The recent IPPC report (Intergovernmental Panel on Climate Change) emphasizes nature-based solutions as the best way to adapt to and mitigate climate change.  We have to change industrial agriculture.  It also comes down to how 500 million family farmers across the world farm.  They are the ones who produce 70% of the food people consume.  Major resources need to be invested in these solutions, but there is a big risk of a top-down, cookie-cutter approach that would fail for the same reason that so many large scale initiatives fail.  

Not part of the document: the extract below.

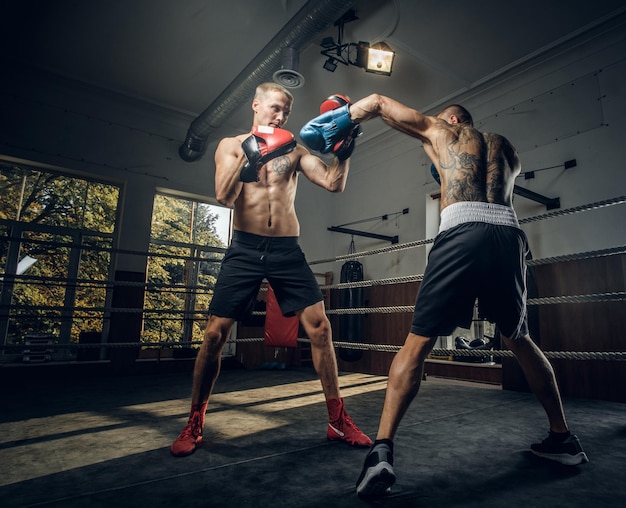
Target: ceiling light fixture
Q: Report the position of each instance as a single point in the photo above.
(376, 58)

Tsuamba Bourgou, Groundswell’s coordinator for West Africa emphasizes: “There isn’t enough attention to involving communities, farmers’ and women’s organizations and movements in leading the process. That is the difference between scaling agroecology and scaling a single technology or franchise.  Agroecology has to be adapted to each ecological, social and cultural context, and that requires communities and farmers organizations leading the process.  For those of us providing support, it requires that we systematically involve and engage them in the ongoing process of innovation and transition.  Farmers have to be leading agents of change.”

 “While each context demands specific steps to scale up agroecology, this guide provides very practical insights into concrete strategies that work in the Sahel,” says Janneke Bruil, co-author of the briefing.  “The progressive integration of women’s self-empowerment, new types of governance and nutrition into agroecology is key. In addition, experience shows that issues related to equity and inclusion are fundamental in the scaling process, in order for everyone to be on board. It is true that others have pointed at these factors too. But this guide offers new insights as to how to do this”

“We can’t overemphasize how urgent the task of scaling agroecology is,” adds Gubbels. “Climate change is already having a huge impact on food production, food security and people’s lives around the world – especially the most vulnerable who have done the least to contribute to it.  We can’t be content with islands of success or scattered projects.  We hope this paper will contribute to the action and learning so many are engaged in, on how to scale agroecology to address the crisis.”